10 Principles for Managing Metadata
We have identified some simple principles for better metadata management. These apply almost irrespective of the type of metadata or its purpose.
Metadata management relies on making metadata explicit and recording it. If it's not “written down”, it can't be used to manage data.
1. Develop and communicate your metadata framework
It is useful to have a clear model of how metadata supports your data. Communicating this model within your organisation (and externally where appropriate) promotes understanding and consistency.
Don't make people guess about your metadata. Tell them what you use so it can inform both human interpretation and computer-based processes. For example, datasets must have structural metadata associated with them to enable use. It is important that this metadata is in a structured, consistent format which is able to be understood by anyone who may need it.
2. Support the lifecycle
Metadata has a life-cycle, from creation to active use and eventual retirement, that needs to be kept in mind. Develop methods and processes for dealing with retired or superseded metadata as well as metadata in current use.
This allows easier differentiation of current metadata, making inadvertent use of outdated metadata less likely. For example, conceptual metadata for a data item would be superseded if a new classification were introduced.
3. Make metadata active
Some metadata is passive, it's just documentation for data. Active metadata is used to control automated processes. Make metadata an integral part of the business process.
Making metadata active whenever possible will deliver more consistent processes as well as ensuring that the metadata itself is current and consistent. For example, using logic tables to define relationships between data items allows those relationships to be interpreted by people as well as machines.
4. Re-use metadata
Re-use existing metadata if it is fit for purpose. Don't create new metadata items until you've checked that an appropriate metadata item doesn't already exist.
Many copies of similar metadata creates confusion and complexity. Re-use, however, promotes efficiency and consistency. For example, by not having to respecify conceptual metadata for a data item appearing in more than one collection.
5. Preserve history
When you look at data you need to know about the metadata that went with that data at the time it was created, not just the latest version. Systems and process that deal with metadata should preserve the history of versions of your metadata.
This allows the comparison of data over time even though methods may have changed.

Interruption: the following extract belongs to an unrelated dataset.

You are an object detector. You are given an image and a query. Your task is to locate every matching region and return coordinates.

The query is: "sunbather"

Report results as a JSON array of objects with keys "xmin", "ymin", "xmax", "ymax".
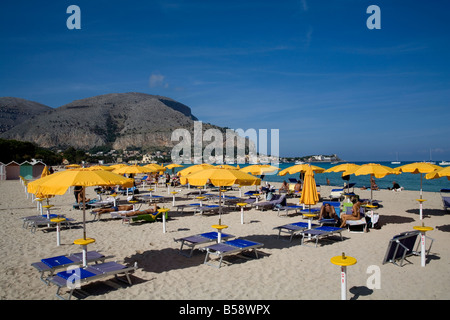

A simple example is to maintain structural metadata for historical datasets to enable comparison over time.
6. Register metadata
Developing processes to register metadata lends authority to metadata and promotes use of standard metadata. You need to be able to determine who created a given metadata element and what authority they had, when it was created, its current status (whether its in use, retired etc) and who is currently responsible for it.
This gives authority to the metadata, promotes re-use, and saves confusion. Registration of metadata is a fundamental enabler for application of many of the other principles.
7. Use standards
Standards are agreed ways of doing things. Data-related standards are of two main types:
- structure and content of data, such as vocabularies and classifications like the Australia and New Zealand Standard Classification of Occupations (ANZSCO), and
- structure and content of metadata, such as standards for geographic information, metadata registries, web resources and statistical data exchange.
These standards are generally agreed across jurisdictions. You may also have preferred use or localstandards, which allow consistent description of data within an jurisdiction. Which standards you use will depend on the context and type of metadata. Use agreed authoritative standards where possible, but if these do not exist or are unsuitable, then stick to local standards. Using authoritative standards encourages real interoperability and comparability between jurisdictions and agencies.
8. Capture metadata once
Capture or develop metadata as close as possible to the process which creates it. This enables re-use of metadata throughout the life of the data rather than needing to develop slightly different metadata for reporting or output later.
Re-purposing metadata avoids inconsistencies in metadata as well as inefficiencies in its creation. We can use, for example, conceptual metadata such as data item labels for both collection and dissemination purposes.
9. Derive metadata
Metadata can often be generated as a byproduct of automated systems. Creating metadata automatically from systems where possible minimises the human effort needed.
This promotes completeness (metadata is always created when a process occurs) and accuracy (limits human errors). For example, extracting explicit structural metadata for datasets from the process which creates them, rather than creating it independently.
10. Metadata needs to be fit for purpose
Data should be supported by metadata that is accessible and usable in context of the information needs of your clients. To be useful, the metadata must be readily available in form that is meaningful to those using it. In many cases, data users get the benefits of good metadata, while data producers bear the costs creating and maintaining it. Make sure the cost of production is justified for the producers, and that the metadata created is useful for users.
Data is not always used immediately. If metadata is not captured when data is produced, the data may be of little value to those trying to use it later when no one remembers what it is or how it is structured. The cost, however, of developing and maintaining perfect metadata for all data held within an agency is likely to outweigh the benefits for both users and producers. Targeting metadata resources in these cases is imperative to ensure a cost benefit balance.